In den USA müssen leisere Fahrzeuge wie Elektro- und Hybridautos laut einem gestern beschlossenen Gesetz künftig bei geringer Geschwindigkeit Warntöne abgeben. Ab September 2019 sollen demnach alle betreffenden Autos ab einer Geschwindigkeit von 30 km/h durch Geräusche Fußgänger, Fahrradfahrer und Sehbehinderte warnen.
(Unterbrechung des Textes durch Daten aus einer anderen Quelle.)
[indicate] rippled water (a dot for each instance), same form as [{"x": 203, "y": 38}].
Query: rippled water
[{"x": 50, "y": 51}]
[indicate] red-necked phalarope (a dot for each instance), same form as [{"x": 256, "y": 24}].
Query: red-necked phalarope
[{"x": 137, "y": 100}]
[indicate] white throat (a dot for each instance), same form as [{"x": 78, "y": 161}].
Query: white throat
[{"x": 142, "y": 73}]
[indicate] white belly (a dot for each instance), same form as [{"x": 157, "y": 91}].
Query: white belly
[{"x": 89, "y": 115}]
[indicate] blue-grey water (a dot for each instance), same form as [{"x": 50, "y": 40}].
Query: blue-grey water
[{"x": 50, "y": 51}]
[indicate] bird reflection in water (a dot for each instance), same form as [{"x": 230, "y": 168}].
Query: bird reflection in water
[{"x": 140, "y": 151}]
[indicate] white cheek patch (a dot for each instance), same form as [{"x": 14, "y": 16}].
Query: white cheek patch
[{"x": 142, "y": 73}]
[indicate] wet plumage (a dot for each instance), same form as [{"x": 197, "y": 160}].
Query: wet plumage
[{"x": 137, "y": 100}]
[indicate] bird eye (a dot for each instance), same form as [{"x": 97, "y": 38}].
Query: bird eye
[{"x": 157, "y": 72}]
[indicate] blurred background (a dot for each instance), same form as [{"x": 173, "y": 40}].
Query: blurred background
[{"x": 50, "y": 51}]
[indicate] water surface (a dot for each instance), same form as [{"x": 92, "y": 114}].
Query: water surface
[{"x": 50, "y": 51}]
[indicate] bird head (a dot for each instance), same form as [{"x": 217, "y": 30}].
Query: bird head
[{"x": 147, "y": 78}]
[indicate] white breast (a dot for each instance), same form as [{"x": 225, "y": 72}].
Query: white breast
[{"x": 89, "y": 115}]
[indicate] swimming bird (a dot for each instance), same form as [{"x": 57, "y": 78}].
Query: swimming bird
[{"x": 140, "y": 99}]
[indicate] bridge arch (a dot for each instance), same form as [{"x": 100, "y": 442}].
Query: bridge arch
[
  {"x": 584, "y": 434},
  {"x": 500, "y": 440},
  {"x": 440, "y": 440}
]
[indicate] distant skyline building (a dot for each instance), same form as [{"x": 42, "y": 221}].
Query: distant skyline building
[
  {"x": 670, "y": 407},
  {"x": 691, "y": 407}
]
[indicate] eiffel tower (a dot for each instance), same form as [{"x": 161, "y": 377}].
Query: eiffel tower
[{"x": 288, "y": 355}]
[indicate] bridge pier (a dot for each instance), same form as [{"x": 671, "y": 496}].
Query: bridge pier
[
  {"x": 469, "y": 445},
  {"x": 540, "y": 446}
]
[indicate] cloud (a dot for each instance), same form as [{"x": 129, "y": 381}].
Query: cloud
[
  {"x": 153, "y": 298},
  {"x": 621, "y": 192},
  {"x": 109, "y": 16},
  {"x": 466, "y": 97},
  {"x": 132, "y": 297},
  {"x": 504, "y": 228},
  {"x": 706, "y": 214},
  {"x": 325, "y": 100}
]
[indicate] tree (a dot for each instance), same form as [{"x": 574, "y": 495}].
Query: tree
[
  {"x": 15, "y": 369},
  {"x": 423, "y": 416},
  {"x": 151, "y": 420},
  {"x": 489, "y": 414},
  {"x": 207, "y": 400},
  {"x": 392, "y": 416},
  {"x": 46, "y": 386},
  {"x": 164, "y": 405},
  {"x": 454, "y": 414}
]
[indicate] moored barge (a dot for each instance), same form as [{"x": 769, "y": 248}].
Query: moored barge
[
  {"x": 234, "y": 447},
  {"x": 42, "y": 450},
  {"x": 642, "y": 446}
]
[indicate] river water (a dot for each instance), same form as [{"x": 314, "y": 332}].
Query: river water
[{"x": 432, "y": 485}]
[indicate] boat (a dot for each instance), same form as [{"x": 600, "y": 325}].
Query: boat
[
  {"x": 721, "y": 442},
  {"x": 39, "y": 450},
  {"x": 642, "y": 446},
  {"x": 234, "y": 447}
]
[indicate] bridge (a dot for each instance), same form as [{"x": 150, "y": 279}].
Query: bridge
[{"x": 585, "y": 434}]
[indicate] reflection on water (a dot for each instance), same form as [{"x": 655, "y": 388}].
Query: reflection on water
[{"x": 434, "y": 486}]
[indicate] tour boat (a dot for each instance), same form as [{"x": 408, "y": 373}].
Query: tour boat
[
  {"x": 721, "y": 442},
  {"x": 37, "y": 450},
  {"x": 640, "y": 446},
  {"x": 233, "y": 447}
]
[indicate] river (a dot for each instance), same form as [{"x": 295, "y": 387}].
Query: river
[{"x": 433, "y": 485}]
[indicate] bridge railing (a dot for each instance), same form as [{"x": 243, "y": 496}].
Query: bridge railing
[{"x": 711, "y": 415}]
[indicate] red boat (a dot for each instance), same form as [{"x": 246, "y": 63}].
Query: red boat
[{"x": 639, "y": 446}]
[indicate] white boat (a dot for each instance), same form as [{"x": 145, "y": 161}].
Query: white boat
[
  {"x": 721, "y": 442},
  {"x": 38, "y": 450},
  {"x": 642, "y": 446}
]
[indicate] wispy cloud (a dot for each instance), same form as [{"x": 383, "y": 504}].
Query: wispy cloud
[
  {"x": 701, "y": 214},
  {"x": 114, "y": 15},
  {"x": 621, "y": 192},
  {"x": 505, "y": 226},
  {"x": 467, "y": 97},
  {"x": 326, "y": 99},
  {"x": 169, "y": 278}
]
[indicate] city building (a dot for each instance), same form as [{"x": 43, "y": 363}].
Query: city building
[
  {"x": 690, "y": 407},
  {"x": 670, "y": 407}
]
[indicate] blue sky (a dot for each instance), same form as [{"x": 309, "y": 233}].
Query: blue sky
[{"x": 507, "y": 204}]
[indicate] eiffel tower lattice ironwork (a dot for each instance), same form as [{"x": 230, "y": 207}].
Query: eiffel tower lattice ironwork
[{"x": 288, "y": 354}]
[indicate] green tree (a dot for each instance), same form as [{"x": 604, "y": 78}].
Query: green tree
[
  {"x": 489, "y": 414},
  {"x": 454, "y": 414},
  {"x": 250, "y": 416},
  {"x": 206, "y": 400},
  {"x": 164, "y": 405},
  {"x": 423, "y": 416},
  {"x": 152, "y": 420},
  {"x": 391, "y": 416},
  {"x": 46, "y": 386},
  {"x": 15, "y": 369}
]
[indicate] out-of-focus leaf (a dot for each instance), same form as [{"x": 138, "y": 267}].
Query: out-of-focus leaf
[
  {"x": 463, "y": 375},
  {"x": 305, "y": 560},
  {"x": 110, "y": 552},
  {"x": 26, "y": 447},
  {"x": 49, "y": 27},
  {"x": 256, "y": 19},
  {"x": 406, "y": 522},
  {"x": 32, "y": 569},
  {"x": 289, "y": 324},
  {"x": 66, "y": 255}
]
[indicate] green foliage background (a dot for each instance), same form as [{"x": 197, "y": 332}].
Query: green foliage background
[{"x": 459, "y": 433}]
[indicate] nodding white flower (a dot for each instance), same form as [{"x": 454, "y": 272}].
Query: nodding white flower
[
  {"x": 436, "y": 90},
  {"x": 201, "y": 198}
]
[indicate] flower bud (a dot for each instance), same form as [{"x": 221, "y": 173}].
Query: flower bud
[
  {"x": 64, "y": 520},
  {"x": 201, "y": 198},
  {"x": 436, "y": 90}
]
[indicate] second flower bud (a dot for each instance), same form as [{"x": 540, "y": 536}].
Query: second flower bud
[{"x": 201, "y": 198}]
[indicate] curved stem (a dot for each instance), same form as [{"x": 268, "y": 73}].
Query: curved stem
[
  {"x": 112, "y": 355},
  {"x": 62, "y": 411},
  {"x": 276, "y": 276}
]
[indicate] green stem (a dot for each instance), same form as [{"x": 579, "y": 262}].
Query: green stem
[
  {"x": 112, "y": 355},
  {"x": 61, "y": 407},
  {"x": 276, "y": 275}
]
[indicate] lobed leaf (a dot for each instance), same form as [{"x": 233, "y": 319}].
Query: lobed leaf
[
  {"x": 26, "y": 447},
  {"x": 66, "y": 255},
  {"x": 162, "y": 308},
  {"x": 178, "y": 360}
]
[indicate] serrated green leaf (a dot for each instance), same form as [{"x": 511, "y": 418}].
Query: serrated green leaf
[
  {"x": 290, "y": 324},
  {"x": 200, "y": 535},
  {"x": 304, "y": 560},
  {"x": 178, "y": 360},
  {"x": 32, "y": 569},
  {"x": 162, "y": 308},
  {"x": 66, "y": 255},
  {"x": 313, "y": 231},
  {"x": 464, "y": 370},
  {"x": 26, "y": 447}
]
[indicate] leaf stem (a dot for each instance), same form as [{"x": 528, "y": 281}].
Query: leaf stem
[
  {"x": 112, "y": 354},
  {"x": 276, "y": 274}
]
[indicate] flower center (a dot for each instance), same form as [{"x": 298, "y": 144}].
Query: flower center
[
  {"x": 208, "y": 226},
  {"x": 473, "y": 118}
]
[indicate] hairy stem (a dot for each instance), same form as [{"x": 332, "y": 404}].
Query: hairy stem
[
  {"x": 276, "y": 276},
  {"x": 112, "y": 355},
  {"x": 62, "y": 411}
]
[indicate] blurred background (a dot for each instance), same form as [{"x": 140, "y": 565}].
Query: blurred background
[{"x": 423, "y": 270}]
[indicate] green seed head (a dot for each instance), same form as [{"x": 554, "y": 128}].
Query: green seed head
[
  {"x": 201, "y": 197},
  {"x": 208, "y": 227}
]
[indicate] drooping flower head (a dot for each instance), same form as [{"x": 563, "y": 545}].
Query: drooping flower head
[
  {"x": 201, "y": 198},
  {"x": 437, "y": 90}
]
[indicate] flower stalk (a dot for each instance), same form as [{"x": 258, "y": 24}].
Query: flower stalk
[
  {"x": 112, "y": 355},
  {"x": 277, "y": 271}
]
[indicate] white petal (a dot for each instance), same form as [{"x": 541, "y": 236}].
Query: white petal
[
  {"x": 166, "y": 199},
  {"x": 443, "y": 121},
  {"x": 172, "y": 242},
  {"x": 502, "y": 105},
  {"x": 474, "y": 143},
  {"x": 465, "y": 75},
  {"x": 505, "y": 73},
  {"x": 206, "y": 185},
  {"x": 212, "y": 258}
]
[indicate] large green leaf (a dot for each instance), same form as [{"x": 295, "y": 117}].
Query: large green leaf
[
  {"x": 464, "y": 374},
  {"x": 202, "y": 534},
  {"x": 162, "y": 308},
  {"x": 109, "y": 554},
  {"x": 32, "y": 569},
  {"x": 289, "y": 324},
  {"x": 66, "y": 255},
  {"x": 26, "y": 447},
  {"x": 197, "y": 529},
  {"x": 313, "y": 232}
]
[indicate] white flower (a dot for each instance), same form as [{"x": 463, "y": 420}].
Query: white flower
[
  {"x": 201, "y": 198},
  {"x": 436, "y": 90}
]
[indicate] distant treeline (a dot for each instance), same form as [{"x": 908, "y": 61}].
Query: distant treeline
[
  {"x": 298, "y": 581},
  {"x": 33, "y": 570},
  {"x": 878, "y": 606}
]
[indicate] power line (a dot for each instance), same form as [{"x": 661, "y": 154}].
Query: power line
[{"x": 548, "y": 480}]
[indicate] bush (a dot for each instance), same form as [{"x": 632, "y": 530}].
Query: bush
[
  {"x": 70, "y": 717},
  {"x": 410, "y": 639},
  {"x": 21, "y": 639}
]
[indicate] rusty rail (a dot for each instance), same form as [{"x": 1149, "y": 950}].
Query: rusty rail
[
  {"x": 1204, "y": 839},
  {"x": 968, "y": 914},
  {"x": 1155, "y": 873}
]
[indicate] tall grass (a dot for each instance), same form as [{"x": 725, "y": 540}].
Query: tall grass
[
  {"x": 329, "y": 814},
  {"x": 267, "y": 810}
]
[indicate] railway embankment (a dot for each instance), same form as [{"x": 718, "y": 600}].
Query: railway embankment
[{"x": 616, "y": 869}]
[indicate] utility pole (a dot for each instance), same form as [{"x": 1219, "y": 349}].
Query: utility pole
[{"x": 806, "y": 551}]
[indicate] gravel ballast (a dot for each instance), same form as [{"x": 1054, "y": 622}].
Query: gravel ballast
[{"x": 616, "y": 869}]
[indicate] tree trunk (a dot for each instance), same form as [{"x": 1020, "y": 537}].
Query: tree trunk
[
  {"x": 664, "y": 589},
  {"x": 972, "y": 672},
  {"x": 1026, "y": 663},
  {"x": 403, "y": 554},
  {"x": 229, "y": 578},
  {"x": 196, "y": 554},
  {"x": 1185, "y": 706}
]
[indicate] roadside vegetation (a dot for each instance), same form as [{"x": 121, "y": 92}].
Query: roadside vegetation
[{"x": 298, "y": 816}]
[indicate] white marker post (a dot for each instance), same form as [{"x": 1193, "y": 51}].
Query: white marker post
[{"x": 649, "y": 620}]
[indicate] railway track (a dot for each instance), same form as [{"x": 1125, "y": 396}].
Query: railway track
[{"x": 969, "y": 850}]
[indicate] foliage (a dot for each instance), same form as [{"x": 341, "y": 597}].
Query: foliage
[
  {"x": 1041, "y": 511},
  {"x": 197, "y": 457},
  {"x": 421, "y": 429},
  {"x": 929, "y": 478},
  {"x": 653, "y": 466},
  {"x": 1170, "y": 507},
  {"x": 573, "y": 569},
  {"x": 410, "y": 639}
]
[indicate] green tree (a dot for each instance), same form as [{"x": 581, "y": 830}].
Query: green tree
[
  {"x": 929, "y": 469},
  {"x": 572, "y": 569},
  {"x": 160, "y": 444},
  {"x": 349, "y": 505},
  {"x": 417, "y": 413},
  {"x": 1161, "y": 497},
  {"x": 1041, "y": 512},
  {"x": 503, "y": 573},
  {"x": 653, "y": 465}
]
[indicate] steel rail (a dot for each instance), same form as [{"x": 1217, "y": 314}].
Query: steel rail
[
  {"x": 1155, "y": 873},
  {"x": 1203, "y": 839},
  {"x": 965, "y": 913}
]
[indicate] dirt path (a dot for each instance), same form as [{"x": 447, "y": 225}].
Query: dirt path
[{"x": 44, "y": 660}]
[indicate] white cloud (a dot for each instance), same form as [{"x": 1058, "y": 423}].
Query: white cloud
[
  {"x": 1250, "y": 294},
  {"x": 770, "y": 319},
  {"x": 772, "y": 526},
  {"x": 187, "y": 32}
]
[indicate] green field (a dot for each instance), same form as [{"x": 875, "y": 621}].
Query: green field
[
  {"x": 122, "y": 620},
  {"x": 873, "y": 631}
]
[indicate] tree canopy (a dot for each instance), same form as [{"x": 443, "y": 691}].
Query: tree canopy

Bei höherer Geschwindigkeit sei kein Signal nötig, da Wind und Reifen Geräusche machten, durch die die Fußgänger und Radfahrer gewarnt würden, teilte die Bundesbehörde für Straßen- und Fahrzeugsicherheit NHTSA weiter mit.

Auf Autobauer wie Tesla, Nissan und Toyota kämen NHTSA-Schätzungen zufolge Kosten in Höhe von 39 Millionen Dollar (36 Mio. Euro) pro Jahr zu. Diese fielen an, weil die Autos mit einem externen wasserdichten Lautsprecher ausgestattet werden müssten. Diesen Kosten stünden aber 250 bis 350 Mio. Dollar pro Jahr gegenüber, die dann nicht mehr durch Verletzungen anfielen, weil die E-Autos besser von Passanten und Radlern wahrgenommen werden könnten, wie die NHTSA weiter mitteilte.